WHO receiving 'frequent' reports of chemical attacks in Iraq



Geneva/Cairo (dpa) - The World Health Organization (WHO) has been receiving "frequent" reports about alleged chemical attacks in Iraq, especially from the Islamic State group's former stronghold of Mosul, a spokesman said on Sunday.



 
"Events involving the possible deliberate use of toxic chemicals to cause harm to Iraqi men, women and children increased substantially in northern Iraq in 2016," WHO spokesman Tarik Jasarevic told dpa.
Since March of this year, the WHO has continued to receive "sporadic but frequent" reports, particularly from the northern city of Mosul, the spokesman said without assigning blame to Islamic State or any other party to the conflict.
While one chemical attack in Mosul was widely reported in early March, the German newspaper Welt am Sonntag reported Sunday that Islamic State has allegedly used such weapons 71 times since 2014 in Iraq and Syria, according to the London think tank IHS Conflict Monitor.
On March 3, the Red Cross reported that seven patients with symptoms of likely exposure to a toxic agent were treated near Mosul, suggesting the use of chemical weapons in the fight.
In October, Iraq launched a US-backed onslaught to drive Islamic State from its last key bastion of Mosul that the radical militia had seized in 2014.

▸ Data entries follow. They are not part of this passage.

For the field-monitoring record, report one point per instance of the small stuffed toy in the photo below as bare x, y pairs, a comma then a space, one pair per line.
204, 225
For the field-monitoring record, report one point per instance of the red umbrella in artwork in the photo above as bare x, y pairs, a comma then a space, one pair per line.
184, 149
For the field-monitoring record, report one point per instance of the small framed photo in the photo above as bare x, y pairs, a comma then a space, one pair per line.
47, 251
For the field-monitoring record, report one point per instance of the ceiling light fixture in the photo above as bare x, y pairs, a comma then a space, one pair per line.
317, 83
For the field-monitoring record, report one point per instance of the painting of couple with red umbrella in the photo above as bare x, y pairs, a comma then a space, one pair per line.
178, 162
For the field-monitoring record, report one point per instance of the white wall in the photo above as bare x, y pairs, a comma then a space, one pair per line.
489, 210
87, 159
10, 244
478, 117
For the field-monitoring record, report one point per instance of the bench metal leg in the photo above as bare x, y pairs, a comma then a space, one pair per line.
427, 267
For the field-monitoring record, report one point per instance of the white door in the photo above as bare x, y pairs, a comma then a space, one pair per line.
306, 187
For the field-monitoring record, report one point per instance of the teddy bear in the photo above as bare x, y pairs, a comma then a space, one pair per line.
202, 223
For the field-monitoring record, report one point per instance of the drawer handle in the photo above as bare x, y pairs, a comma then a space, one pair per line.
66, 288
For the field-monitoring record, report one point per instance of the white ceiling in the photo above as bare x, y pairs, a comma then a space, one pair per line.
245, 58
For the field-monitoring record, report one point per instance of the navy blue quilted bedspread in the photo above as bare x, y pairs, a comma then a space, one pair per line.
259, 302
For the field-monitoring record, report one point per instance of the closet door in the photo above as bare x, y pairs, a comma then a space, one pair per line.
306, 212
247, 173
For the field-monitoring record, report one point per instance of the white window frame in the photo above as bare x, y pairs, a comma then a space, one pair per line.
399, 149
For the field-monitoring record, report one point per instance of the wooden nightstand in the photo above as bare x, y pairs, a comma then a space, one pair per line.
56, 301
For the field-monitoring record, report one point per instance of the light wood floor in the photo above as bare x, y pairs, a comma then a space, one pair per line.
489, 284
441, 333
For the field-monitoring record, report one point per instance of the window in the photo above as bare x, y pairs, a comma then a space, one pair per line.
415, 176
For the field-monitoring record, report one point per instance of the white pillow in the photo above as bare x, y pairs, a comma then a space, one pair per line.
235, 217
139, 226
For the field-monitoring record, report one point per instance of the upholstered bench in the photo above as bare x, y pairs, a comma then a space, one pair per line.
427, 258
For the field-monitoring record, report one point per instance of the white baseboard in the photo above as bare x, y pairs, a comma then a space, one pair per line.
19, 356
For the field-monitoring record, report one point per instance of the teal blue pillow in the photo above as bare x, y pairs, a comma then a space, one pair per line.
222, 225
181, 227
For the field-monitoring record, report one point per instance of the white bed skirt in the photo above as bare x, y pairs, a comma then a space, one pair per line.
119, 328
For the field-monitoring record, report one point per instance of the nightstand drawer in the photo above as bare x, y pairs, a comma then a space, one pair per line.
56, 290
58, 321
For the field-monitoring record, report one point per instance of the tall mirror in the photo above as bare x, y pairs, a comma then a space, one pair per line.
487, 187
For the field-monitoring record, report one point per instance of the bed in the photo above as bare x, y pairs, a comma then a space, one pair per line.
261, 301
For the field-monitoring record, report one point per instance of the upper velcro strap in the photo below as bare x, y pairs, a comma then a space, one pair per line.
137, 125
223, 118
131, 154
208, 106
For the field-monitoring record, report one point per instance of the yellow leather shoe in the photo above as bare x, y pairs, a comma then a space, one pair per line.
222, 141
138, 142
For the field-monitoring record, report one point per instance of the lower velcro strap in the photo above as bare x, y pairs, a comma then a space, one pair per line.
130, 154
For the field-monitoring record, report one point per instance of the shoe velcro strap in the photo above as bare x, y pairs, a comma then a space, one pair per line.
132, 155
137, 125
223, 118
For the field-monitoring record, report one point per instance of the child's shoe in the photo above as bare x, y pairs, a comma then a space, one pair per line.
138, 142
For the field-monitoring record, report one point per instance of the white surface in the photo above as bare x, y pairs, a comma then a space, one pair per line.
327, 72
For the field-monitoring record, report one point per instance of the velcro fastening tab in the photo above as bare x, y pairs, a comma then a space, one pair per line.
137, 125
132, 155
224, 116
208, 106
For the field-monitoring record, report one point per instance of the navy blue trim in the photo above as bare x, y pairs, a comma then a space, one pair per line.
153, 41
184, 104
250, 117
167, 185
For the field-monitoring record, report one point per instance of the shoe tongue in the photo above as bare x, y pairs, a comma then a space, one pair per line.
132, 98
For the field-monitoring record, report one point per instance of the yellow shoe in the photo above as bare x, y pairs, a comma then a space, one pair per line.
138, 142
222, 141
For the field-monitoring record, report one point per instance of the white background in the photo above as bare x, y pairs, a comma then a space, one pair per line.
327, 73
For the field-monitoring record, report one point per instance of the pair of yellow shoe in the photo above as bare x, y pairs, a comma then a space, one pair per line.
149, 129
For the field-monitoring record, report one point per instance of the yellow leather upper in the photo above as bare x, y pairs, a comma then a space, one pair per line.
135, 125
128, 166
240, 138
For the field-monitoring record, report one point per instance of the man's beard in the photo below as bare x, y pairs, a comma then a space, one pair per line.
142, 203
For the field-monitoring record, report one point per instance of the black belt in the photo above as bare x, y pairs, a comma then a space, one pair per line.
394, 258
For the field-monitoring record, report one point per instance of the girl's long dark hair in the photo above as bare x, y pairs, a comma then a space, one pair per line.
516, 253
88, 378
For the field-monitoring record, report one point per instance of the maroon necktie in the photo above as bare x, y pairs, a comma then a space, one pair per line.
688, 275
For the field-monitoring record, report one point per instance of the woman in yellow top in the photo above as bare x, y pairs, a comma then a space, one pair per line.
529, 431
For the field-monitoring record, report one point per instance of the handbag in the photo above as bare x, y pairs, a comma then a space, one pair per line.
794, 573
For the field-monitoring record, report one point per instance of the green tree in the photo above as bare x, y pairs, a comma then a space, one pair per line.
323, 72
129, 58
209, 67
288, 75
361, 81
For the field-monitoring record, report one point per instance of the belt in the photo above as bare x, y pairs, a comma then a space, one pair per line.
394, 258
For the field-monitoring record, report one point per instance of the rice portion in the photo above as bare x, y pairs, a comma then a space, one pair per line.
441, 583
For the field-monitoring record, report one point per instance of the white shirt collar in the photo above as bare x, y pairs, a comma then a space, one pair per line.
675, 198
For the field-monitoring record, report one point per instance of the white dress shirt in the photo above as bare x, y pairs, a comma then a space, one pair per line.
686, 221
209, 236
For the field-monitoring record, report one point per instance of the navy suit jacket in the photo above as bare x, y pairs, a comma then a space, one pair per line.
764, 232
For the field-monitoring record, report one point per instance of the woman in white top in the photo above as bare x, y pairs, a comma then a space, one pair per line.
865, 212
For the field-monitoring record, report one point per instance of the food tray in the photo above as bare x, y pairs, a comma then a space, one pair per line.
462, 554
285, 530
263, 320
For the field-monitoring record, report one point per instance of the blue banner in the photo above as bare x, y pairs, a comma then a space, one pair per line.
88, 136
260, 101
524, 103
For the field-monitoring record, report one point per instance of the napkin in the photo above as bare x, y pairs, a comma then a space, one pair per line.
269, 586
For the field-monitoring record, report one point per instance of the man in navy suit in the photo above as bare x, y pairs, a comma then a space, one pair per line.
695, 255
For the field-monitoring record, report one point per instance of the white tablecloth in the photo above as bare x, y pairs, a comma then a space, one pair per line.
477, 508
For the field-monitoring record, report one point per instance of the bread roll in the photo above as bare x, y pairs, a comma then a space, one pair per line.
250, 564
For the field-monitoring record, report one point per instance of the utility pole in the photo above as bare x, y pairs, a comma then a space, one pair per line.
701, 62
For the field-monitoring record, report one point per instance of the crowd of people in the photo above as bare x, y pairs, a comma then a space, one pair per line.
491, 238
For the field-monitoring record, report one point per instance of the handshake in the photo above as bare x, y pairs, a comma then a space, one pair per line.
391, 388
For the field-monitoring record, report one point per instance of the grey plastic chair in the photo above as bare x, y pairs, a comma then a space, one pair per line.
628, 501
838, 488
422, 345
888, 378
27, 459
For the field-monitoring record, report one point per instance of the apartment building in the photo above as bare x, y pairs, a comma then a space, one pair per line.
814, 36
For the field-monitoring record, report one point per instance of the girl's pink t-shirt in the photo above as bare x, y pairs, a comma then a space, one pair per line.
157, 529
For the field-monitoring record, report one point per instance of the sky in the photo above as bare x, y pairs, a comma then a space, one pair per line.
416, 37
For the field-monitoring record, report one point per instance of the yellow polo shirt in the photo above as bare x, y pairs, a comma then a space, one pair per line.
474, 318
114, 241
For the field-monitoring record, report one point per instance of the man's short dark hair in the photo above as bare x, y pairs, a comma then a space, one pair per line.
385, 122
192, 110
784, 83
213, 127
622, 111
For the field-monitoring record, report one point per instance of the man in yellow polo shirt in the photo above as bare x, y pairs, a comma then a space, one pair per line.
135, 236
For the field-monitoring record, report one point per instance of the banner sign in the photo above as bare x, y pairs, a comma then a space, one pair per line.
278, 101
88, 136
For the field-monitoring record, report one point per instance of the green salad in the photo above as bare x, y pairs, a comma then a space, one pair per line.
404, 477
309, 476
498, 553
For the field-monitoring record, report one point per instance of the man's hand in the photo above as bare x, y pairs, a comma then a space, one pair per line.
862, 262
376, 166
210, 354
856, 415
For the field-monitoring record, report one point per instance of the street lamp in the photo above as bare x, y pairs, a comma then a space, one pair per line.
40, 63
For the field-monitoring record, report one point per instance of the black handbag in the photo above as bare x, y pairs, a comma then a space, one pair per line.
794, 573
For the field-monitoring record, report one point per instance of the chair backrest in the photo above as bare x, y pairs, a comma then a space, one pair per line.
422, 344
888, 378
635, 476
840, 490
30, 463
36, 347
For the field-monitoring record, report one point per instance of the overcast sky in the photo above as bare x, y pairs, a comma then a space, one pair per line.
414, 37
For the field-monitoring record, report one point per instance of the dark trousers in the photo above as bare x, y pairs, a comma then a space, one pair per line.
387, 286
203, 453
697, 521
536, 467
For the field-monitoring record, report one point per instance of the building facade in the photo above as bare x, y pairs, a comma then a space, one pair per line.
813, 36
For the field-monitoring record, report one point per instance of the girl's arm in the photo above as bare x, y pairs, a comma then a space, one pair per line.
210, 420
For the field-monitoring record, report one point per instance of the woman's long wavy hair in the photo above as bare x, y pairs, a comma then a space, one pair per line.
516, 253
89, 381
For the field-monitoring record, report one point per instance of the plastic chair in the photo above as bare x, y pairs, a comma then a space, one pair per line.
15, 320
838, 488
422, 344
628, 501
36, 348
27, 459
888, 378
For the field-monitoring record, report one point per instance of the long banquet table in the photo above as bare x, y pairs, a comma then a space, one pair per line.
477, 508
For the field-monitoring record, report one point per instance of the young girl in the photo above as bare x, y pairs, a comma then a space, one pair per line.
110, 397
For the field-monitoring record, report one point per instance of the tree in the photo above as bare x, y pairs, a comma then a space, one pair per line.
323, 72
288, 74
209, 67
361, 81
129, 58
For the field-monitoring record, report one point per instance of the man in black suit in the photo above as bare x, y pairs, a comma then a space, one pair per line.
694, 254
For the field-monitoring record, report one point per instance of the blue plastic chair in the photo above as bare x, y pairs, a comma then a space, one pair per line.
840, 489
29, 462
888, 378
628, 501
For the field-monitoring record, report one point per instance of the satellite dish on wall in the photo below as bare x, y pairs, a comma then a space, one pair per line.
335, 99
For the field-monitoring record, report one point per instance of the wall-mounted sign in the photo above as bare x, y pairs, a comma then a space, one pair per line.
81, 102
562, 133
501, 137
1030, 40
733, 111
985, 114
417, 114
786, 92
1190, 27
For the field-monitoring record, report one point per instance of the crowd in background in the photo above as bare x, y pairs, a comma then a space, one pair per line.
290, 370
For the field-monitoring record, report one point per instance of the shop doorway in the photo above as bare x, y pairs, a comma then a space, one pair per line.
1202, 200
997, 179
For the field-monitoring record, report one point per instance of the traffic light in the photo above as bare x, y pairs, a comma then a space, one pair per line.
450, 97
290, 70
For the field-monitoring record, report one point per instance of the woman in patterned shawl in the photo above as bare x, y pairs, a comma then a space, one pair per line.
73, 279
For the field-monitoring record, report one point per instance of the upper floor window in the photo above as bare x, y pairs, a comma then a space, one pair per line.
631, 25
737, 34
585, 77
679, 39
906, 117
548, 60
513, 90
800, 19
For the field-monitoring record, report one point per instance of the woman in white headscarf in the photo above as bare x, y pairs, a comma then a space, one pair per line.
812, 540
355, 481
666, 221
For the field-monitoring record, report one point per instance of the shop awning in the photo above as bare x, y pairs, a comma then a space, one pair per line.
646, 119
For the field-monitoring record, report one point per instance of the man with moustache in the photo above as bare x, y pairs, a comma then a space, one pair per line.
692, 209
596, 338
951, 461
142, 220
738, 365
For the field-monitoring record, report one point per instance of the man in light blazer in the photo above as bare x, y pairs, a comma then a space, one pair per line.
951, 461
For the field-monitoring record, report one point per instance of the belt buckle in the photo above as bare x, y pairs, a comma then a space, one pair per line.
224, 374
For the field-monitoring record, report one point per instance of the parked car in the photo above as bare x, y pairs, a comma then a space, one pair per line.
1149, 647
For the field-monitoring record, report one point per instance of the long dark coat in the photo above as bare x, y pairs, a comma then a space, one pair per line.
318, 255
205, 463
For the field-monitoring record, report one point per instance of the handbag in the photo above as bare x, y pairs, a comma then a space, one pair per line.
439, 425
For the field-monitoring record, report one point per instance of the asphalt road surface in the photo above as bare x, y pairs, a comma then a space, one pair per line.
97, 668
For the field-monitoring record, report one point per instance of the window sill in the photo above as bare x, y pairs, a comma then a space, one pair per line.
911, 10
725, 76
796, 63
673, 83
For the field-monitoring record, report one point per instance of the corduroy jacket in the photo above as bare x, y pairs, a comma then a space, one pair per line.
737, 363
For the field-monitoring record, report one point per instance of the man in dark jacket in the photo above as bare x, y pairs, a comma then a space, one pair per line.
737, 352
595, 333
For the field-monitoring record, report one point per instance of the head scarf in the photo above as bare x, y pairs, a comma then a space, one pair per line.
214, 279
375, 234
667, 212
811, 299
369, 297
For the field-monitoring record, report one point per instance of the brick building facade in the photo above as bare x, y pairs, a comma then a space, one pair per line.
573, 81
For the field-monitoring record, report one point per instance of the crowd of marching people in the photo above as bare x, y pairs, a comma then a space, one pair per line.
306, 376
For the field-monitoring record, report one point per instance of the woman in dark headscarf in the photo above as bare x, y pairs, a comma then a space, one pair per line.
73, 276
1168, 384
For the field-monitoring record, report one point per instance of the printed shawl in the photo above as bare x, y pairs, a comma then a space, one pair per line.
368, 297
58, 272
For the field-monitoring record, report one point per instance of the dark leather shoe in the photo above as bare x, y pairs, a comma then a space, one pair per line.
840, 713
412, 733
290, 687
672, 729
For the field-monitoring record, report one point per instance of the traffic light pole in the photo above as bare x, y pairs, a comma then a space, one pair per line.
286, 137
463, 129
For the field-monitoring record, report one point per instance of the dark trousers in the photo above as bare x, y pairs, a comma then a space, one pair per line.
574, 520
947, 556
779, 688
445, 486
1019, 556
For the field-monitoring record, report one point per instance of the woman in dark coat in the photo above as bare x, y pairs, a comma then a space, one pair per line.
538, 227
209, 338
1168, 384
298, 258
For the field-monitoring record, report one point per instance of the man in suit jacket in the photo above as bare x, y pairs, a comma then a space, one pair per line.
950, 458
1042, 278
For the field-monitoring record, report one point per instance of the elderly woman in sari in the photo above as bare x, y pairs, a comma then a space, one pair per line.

Last week, government forces started a major offensive aimed at recapturing Mosul’s Old City, the last area under Islamic State control in Iraq’s second-largest city.
The Iraqi forces have since seized most of the old quarter in western Mosul, a military official said on Sunday.
“Less than 1 per cent of Old Mosul remains [under militants' control,” Yehia Rasoul, the spokesman for the Mosul operation, said in a statement without details.
“What we are interested in is the evacuation of citizens used as human shields by the terrorist organization,” Rasoul added, according to the independent Iraqis portal Alsumaria News.
Up to 150,000 civilians are believed to be trapped in the Old City, according to a United Nations estimate.
Over recent months, Islamic State has stepped up attacks in different parts of Iraq in order to counter the Mosul campaign.
On Sunday, Iraqi Kurdish forces repulsed a counter-attack by Islamic State insurgents near the oil-rich city of Kirkuk, local security sources said.
The attack targeted the defences manned by the Kurdish Peshmerga forces in the town of al-Debs north-west of Kirkuk.
Ensuing clashes between both sides lasted for more than an hour, a Peshmerga official said.
“Two members of Daesh were killed in the fight,” the official added, using an Arabic name for Islamic State.
Two Kurdish fighters were injured before the militants were forced to retreat, said the official who did not wish to be named.
Al-Debs is located around 25 kilometres from Hawija, a city that is still under Islamic State control.
The Mosul mission coincides with a US-backed offensive by local fighters in neighbouring Syria aimed at expelling Islamic State from its de-facto capital of al-Raqqa in the war-torn country.